Late payments on loans included in commercial mortgage-backed securities climbed to the highest level ever recorded — though the pace of deterioration is losing steam.
Delinquency of at least 30 days, including foreclosures, on securitized commercial mortgages was 9.42 percent in March, Trepp LLC reported. That works out to around $62 billion in commercial real estate loans.
Delinquency rose — again — from 9.39 percent in February. It was the highest level of defaults in CMBS history.
The good news is that the 3-basis-point rise last month was smaller than the 5-basis-point increase in February. Trepp Managing Director Manus Clancy said that the latest findings represented “some of the best readings we’ve seen since the credit crisis began.”
Clancy predicts that while CMBS defaults will likely deteriorate over the next six months, the pace of increases won’t be “the 40 basis point jumps that we saw in 2009 and early 2010.”

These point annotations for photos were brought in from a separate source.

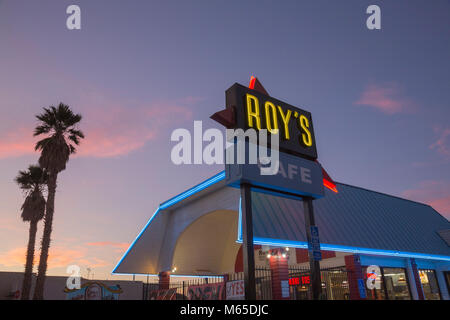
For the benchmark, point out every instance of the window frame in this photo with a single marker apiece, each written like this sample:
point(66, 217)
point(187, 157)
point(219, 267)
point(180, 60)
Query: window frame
point(408, 283)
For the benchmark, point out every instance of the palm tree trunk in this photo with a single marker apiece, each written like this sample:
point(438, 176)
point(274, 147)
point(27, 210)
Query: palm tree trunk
point(26, 285)
point(45, 244)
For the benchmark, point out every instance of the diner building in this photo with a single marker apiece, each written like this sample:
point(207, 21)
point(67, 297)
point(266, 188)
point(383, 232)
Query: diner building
point(374, 245)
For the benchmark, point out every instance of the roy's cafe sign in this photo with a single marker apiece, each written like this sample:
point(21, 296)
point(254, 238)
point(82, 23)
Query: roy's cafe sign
point(252, 108)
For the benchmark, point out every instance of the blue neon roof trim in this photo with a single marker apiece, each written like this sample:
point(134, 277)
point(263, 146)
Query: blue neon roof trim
point(135, 240)
point(172, 275)
point(334, 247)
point(214, 179)
point(205, 184)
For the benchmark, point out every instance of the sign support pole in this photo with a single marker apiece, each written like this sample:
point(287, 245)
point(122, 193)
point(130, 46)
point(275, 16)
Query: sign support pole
point(247, 243)
point(314, 265)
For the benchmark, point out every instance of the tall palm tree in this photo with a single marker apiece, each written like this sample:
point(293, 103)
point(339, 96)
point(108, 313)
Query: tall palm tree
point(58, 124)
point(33, 182)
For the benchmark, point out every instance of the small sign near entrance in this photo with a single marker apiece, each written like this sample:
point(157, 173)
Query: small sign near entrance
point(362, 289)
point(314, 245)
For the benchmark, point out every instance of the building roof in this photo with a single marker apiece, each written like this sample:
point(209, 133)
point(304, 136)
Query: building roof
point(352, 220)
point(356, 218)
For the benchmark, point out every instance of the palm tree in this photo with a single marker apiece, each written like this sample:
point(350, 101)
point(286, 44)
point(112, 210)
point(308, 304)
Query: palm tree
point(59, 126)
point(32, 182)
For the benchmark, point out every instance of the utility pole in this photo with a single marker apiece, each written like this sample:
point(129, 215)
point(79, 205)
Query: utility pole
point(247, 243)
point(314, 264)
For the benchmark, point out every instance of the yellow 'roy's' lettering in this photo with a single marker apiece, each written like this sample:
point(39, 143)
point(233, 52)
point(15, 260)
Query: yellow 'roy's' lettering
point(306, 136)
point(271, 119)
point(253, 114)
point(271, 112)
point(285, 117)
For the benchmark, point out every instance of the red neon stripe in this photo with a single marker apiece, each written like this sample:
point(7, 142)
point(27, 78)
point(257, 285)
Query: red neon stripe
point(252, 82)
point(330, 185)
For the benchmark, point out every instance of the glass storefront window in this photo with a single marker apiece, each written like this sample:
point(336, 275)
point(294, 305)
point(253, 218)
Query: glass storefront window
point(396, 284)
point(373, 292)
point(429, 284)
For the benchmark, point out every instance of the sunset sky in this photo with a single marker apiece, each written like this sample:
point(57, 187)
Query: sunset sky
point(137, 70)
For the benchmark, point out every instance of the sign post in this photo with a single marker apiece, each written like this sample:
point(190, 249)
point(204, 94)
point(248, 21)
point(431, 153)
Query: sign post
point(298, 173)
point(314, 264)
point(247, 243)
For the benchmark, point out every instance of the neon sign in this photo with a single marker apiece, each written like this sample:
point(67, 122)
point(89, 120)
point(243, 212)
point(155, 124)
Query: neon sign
point(256, 110)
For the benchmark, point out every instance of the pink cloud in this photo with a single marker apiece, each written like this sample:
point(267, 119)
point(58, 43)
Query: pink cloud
point(119, 246)
point(434, 193)
point(111, 128)
point(386, 98)
point(442, 144)
point(59, 257)
point(17, 143)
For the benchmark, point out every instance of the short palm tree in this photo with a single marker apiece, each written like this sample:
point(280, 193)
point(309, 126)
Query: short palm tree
point(58, 124)
point(32, 182)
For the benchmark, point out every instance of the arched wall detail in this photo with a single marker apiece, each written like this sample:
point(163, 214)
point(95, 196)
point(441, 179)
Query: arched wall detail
point(207, 245)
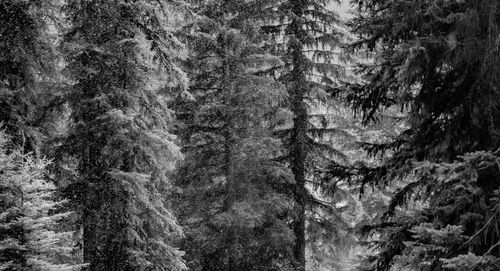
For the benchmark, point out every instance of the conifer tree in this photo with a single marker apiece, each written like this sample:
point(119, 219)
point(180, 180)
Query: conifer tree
point(438, 59)
point(306, 36)
point(235, 216)
point(121, 56)
point(29, 239)
point(26, 62)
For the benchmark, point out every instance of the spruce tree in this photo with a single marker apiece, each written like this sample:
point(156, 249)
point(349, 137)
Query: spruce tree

He added that it is possible that CMBS delinquency could decline during one of the upcoming months.
Fueling March’s rise in overall lates was a 136-basis-point increase in delinquency on loans secured by hotels and lodging properties. Office loan delinquency was 3 BPS higher.
But the rate on multifamily CMBS was 40 BPS better — though it remains the worst-performing sector — while retail property loan delinquency was down 9 BPS and industrial delinquency was 19 BPS lower.